Downloaded data is stored in `images_folder` (configured in config file),
partitioned by `server_name` and `partition_id`, in two parquet files with following schemes:

- `successes.parquet`:
  - uuid: string - downloaded dataset internal unique identifier (created to distinguish between all component datasets downloaded with this package)
  - source_id: string - id of the entry provided by its source (e.g., `gbifID`)
  - identifier: string - source URL of the image
  - is_license_full: boolean - True indicates that `license`, `source`, and `title` all have non-null values for that
    particular entry.
    - license: string
    - source: string
    - title: string
  - hashsum_original: string - MD5 hash of the original image data
  - hashsum_resized: string - MD5 hash of the resized image data
  - original_size: [height, width] - dimensions of original image
  - resized_size: [height, width] - dimensions after resizing
  - image: bytes - binary image data

- `errors.parquet`:
  - uuid: string - downloaded dataset internal unique identifier (created to distinguish between all component datasets downloaded with this package)
  - identifier: string - URL of the image
  - retry_count: integer - number of download attempts
  - error_code: integer - HTTP or other error code
  - error_msg: string - detailed error message

For general operations (that do not involve access to `image` column, e.g. count the total number of entries, create
size distribution etc.) it is recommended to use Spark or similar applications. For any operation that does involve
`image` column, it is recommended to use Pandas or similar library to access each parquet file separately.
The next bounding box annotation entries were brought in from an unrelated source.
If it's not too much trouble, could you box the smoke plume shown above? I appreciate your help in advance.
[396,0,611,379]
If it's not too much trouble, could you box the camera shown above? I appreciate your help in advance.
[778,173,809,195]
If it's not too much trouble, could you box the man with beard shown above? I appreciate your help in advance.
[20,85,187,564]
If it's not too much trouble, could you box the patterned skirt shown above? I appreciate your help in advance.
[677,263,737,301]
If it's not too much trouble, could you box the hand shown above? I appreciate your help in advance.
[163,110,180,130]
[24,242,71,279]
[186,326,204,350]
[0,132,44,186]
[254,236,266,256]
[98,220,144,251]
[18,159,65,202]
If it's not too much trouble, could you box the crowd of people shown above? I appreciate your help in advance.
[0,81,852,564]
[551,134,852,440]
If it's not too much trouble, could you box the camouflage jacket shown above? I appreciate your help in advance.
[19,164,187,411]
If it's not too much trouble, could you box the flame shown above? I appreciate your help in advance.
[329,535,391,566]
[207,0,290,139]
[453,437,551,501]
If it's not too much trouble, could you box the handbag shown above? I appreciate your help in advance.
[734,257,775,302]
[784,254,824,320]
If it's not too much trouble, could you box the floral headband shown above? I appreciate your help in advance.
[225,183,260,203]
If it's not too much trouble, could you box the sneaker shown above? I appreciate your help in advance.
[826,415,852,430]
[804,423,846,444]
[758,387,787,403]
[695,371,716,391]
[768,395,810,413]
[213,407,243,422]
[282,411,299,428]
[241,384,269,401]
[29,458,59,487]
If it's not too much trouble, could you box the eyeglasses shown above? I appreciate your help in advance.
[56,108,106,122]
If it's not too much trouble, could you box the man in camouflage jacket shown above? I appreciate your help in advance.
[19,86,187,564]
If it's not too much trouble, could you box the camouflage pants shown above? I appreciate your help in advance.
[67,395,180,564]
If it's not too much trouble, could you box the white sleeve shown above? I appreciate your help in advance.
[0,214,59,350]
## Supported Image Formats

The downloader supports most common image formats, including:

- JPEG/JPG
- PNG
- GIF (first frame only)
- BMP
- TIFF

## Error Handling and Troubleshooting

Common issues and solutions:

1. **Rate limiting errors**: If you see many errors with code 429, adjust the `default_rate_limit` in your config to a
   lower value.

2. **Memory issues**: If the process is killed due to memory constraints, try reducing `batch_size` or
   `workers_per_node` in your config.

3. **Corrupt images**: Images that cannot be decoded are logged in the errors parquet file with appropriate error codes.

4. **Resuming failed downloads**: The downloader creates checkpoints automatically. Simply run the same command again to
   resume from the last checkpoint.

## License

This project is licensed under the MIT License - see the LICENSE file for details.